LOS ANGELES (Reuters) - When Pakistani actor Kumail Nanjiani and his American wife Emily Gordon wrote a film about the surreal circumstances that brought them together, little did they expect that their love story would be put under a political spotlight.
"The Big Sick" explores Nanjiani's cultural conflict as a Pakistani Muslim comedian in a post-9/11 America. His life is further complicated when he falls in love with Gordon, played by Zoe Kazan, and goes against his family's wishes that he marry a Pakistani woman.
The film, out in limited U.S. release on Friday, is "coming out at a time when there's a lot of anti-Muslim sentiment, there's a lot of Islamophobia," Nanjiani said in an interview.
"By depicting a Muslim family as like normal people, that's its big political statement," said Nanjiani, who is also the first Pakistani leading man in a Hollywood romantic comedy.
The movie arrives after U.S. President Donald Trump's call during his 2016 election campaign for a "total and complete shutdown of Muslims entering the United States"
Now in the White House, Trump is seeking to ban travelers from six Muslim-majority countries in a case awaiting a U.S. Supreme Court decision.
Nanjiani, 39, best known for playing snarky programmer Dinesh in HBO's comedy "Silicon Valley," and Gordon said they did not predict the film would wade into a hot-button issue.
"It obviously feels so weirdly timely but it also does have this expectation on it that it really wasn't built for," Nanjiani said.
"Really, it's just a love story."
In "The Big Sick," Nanjiani's family struggle with his decision to pursue comedy as they try to arrange a suitable marriage, while he secretly dates the smart, nerdy Emily.
Nanjiani's world is upended when Emily falls into a coma with an undiagnosed illness and he keeps a bedside vigil alongside her parents.
"I think that Kumail is trying to show how similar their lives are to people who already live here in some respects.
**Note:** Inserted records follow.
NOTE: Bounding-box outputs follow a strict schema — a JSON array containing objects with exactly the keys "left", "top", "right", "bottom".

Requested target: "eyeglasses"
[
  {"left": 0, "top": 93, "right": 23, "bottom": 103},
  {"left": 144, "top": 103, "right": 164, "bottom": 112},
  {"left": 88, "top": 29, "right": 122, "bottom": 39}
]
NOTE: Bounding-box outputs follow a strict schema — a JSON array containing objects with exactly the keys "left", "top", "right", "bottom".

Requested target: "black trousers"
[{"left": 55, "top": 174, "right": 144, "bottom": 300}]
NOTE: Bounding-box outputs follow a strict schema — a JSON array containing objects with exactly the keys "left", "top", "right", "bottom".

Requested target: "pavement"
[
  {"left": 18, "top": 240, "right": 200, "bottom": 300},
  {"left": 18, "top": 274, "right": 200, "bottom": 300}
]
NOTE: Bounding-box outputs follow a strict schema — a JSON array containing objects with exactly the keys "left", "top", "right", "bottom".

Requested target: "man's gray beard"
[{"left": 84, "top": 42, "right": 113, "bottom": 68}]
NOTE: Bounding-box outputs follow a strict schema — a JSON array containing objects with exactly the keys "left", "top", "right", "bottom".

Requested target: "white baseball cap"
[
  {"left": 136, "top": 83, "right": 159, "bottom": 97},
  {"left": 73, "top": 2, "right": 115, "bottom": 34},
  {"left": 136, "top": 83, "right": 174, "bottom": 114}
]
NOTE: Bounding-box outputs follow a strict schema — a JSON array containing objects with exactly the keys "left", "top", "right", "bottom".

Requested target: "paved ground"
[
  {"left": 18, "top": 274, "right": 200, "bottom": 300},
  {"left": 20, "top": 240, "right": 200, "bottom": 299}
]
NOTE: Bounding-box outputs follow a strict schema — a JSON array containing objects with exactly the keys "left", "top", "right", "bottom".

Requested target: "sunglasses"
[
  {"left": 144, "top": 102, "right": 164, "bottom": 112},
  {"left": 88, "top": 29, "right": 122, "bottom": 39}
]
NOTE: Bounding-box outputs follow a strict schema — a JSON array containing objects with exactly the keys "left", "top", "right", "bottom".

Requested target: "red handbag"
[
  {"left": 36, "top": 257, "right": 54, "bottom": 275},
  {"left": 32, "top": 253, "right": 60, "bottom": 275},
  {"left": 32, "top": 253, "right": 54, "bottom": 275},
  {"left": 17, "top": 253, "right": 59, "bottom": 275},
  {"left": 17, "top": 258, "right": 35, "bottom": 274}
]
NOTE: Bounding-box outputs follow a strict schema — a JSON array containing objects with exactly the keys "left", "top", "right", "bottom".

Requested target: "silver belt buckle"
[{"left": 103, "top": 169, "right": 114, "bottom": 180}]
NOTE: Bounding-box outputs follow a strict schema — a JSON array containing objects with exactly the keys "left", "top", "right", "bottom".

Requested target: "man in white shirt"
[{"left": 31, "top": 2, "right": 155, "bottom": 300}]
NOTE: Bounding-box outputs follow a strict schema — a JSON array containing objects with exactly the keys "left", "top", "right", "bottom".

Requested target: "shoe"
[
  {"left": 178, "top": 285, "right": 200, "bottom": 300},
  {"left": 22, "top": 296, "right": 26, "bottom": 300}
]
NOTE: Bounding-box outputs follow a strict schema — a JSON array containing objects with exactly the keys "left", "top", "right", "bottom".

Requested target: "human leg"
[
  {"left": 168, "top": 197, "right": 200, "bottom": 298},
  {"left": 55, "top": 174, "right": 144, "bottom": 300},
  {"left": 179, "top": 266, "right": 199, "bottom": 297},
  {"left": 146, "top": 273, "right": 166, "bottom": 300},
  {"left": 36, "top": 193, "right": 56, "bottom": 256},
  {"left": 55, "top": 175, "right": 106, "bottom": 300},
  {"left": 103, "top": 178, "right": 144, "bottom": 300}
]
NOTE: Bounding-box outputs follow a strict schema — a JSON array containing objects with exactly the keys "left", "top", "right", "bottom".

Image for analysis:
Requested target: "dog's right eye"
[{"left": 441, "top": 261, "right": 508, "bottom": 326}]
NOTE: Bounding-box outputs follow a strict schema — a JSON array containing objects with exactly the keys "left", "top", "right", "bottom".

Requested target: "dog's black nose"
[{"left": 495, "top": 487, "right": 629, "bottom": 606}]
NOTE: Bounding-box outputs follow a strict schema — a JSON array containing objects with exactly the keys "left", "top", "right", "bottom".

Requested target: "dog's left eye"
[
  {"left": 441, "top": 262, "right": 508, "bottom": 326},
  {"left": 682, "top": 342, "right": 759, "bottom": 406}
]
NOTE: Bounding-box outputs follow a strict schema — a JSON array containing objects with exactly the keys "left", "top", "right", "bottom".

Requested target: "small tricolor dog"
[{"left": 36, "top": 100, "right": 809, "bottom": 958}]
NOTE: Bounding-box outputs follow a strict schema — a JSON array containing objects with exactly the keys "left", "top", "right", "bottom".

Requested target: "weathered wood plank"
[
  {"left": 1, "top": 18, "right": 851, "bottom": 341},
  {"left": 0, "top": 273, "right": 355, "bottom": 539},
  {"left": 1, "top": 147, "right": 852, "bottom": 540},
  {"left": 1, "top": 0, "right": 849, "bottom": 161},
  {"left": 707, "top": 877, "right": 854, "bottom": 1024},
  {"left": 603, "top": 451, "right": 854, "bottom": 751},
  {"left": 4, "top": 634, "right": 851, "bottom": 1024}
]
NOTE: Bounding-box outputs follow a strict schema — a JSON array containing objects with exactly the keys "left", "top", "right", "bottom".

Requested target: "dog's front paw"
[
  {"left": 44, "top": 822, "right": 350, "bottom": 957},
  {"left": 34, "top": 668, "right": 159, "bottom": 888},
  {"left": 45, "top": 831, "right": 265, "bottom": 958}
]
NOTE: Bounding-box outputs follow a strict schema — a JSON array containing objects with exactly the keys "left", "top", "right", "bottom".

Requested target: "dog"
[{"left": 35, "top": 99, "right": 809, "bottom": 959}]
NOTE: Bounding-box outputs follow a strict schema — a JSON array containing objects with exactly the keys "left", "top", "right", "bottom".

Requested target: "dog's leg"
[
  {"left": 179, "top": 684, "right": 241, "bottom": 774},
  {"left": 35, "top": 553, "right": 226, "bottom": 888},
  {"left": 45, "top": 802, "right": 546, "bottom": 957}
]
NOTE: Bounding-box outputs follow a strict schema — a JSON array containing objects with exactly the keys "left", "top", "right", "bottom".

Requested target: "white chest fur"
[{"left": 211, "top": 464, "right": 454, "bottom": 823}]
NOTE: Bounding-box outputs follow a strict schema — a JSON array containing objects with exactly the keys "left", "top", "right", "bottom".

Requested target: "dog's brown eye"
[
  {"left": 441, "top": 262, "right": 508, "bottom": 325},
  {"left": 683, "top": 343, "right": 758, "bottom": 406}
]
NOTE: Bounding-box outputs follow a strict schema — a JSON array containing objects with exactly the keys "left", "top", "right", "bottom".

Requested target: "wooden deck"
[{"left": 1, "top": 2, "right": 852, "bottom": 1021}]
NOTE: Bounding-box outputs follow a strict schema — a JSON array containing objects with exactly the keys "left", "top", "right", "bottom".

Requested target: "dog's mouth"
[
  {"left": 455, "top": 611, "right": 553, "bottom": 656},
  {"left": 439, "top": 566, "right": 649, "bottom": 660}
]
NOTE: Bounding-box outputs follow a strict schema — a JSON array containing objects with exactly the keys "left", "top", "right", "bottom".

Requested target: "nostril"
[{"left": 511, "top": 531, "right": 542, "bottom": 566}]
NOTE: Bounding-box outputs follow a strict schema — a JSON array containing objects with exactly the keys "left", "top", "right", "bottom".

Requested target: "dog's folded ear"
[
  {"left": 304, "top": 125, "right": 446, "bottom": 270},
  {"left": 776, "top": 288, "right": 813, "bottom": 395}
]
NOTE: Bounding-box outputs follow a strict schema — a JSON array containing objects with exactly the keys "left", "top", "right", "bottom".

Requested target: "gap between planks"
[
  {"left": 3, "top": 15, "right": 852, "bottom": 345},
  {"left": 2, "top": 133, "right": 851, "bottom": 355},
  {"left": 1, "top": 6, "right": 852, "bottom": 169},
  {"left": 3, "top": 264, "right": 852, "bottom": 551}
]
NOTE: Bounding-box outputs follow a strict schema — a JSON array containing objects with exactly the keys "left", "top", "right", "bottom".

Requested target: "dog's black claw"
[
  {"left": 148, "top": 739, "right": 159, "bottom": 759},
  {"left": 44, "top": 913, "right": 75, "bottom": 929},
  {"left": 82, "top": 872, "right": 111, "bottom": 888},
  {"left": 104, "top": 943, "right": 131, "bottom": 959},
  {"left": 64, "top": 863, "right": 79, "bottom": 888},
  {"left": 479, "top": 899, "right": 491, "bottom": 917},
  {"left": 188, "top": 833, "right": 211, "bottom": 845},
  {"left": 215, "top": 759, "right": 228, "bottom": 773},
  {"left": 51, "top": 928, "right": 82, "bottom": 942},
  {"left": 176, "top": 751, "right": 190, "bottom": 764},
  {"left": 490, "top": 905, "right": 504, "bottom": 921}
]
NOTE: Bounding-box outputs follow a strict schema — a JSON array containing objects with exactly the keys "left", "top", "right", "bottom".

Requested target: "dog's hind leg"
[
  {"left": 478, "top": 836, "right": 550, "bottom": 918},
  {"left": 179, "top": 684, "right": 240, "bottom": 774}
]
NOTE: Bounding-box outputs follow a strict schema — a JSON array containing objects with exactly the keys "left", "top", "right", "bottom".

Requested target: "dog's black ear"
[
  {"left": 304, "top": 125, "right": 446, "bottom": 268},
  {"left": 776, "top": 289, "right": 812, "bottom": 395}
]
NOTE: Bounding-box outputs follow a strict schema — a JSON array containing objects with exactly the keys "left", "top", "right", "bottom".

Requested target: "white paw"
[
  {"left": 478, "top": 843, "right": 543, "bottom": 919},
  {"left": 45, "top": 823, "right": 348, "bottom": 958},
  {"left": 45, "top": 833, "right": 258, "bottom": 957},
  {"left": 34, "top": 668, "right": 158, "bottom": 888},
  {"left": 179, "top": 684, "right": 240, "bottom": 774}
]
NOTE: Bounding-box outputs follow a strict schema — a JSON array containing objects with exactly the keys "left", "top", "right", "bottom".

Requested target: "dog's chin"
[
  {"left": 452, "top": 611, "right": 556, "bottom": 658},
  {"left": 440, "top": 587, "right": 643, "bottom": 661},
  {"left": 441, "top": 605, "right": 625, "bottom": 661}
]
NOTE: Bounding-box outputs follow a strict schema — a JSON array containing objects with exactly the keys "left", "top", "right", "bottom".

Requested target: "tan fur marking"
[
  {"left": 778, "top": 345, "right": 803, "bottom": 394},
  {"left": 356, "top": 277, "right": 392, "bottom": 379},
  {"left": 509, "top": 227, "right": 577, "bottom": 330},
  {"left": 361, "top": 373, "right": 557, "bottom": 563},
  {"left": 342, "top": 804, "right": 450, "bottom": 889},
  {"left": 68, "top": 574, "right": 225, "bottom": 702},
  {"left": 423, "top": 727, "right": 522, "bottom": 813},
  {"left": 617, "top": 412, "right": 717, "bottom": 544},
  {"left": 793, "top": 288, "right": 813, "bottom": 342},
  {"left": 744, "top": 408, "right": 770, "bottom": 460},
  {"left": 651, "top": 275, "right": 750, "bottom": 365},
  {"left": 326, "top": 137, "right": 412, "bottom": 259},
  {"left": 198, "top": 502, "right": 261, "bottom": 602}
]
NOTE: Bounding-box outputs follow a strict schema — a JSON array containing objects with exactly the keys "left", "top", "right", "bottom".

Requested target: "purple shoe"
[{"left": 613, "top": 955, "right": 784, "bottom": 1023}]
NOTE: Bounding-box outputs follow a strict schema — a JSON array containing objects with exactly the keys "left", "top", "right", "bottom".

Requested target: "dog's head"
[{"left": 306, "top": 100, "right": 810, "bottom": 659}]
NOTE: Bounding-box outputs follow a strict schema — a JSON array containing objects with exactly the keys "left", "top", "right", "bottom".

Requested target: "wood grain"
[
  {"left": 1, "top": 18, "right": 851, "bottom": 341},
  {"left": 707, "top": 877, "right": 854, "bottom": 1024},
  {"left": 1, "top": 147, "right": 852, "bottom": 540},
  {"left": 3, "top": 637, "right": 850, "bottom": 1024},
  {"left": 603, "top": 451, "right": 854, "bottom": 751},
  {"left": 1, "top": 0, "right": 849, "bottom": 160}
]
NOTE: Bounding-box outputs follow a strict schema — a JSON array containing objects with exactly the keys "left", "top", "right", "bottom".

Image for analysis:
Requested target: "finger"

They're looking for love and they're trying to be happy and they're also dealing with their culture," Judd Apatow, the film's producer said.
In one scene, Nanjiani is heckled during his stand-up comedy routine by a man calling him a terrorist. In another, Ray Romano, who plays Gordon's father, asks Kumail about his stance on the Sept. 11, 2001 attacks on New York and Washington.
"Anti. It was a tragedy," Nanjiani said, before quipping, "I mean, we lost 19 of our best guys."
"The Big Sick" arrives as Hollywood films such as "Get Out" and "Wonder Woman" are starting to break the white, male-dominated movie mold and show that audiences will pay to see films with minority leads.
"It's important for kids to see themselves in the stuff they watch. But more than that, I think it's important that people from different points of view are behind the camera telling the stories, writing them, directing them," Nanjiani said.